セイクは意外なナットの過去を知り、少々驚いた。性格に難はあるが、完全無欠な実力を
持つナットにそんな時期があったなんて、半ば信じられなかった。
ナットはセイクから目をそらした。
「僕は事件を解決したが、それは牧師としてではなかった。ただの思い上がりの馬鹿解決だ。

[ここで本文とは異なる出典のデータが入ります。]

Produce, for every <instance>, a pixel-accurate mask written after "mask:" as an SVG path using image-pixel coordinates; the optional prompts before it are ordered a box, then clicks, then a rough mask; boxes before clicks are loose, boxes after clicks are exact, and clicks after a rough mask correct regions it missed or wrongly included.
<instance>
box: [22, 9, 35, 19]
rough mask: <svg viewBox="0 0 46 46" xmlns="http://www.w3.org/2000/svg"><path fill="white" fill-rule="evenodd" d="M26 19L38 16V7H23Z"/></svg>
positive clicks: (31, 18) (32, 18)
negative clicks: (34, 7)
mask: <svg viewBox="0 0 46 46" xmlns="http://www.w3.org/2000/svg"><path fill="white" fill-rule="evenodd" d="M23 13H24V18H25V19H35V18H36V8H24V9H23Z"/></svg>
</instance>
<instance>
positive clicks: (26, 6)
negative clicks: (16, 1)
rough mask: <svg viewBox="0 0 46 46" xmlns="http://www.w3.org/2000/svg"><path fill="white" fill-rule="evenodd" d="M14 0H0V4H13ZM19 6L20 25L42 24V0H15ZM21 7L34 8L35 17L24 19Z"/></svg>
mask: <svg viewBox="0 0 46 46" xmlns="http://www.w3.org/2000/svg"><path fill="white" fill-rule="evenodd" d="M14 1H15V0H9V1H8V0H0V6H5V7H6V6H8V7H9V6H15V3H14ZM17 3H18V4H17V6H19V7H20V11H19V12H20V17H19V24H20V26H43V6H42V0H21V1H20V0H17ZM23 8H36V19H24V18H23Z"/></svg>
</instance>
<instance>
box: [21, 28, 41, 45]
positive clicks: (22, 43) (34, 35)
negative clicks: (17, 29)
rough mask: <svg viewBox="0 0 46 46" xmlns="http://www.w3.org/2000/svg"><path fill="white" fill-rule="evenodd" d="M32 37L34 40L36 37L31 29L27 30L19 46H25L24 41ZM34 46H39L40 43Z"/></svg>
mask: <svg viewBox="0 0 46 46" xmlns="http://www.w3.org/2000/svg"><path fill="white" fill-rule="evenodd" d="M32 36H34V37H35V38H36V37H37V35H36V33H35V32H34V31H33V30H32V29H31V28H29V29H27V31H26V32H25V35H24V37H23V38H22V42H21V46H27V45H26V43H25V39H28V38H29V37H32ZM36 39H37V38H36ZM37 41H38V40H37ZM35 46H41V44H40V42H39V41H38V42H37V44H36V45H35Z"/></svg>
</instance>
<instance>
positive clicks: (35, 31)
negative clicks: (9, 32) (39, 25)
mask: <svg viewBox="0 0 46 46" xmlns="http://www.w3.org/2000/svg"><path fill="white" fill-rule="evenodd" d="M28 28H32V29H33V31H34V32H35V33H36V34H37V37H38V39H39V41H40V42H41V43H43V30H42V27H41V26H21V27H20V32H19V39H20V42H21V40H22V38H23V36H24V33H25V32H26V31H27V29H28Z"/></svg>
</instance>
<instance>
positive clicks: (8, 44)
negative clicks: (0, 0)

誰一人の心も魂も救っていなかったから、平手を食らうのも当然だ」
「・・・・・・」
「平手をくれた女性は僕に言った。すべてが力で救われるんじゃない、ってな。要は気持ちだ」
そしてナットは、ようやくニヤリと笑った。
「お前は、お前に出来る事をやればいい。お嬢さんを本気で護りたいって気持ちがあれば、
何だって乗り切れる。男だろ?」
「ナットさん・・・」
初めてナットから適切な言葉をかけてもらった気がした。意外に良い人なのだろうか、と失礼
ながらセイクはそう思った。
そして小声で、はいと返事を返した。
「・・・あの、最後に一つだけ聞いても、って露骨に嫌な顔をしないで下さい! 貴方にそう言っ
てくれたのは、シスターですか?」
ナットは、やれやれとうんざりした口調で答えた。
「彼女は当時、大教母候補だったエルフリーデ・リックスという女性だ」
「えっ!? それってルーシャのお母」
「質問は一個だけだろ。おやすみ」
「ちょ、ナットさん!」
言うだけ言うと、ナットはさっさとベッドに入り込み、シーツをかぶってしまった。
本当に謎だらけの人だ。つくづくセイクは思った。
夜も更けた。ルーシャもそろそろ落ち着いた頃だと思い、様子を見にセイクは寝室を出た。
「(俺に出来る事・・・か)」
だが、その前に仲間を信頼しよう。
ナット、そしてルーシャを。
ルーシャが言ったように、不安を抱えては前へ出るにも出れない。仲間を信頼し、必ず成功
すると信じ、前へ出ようとセイクは決意を固めた。
「有り難うございます、ナットさん」
きっと本人には聞こえていないだろう。
セイクは静かに寝室のドアを閉めた。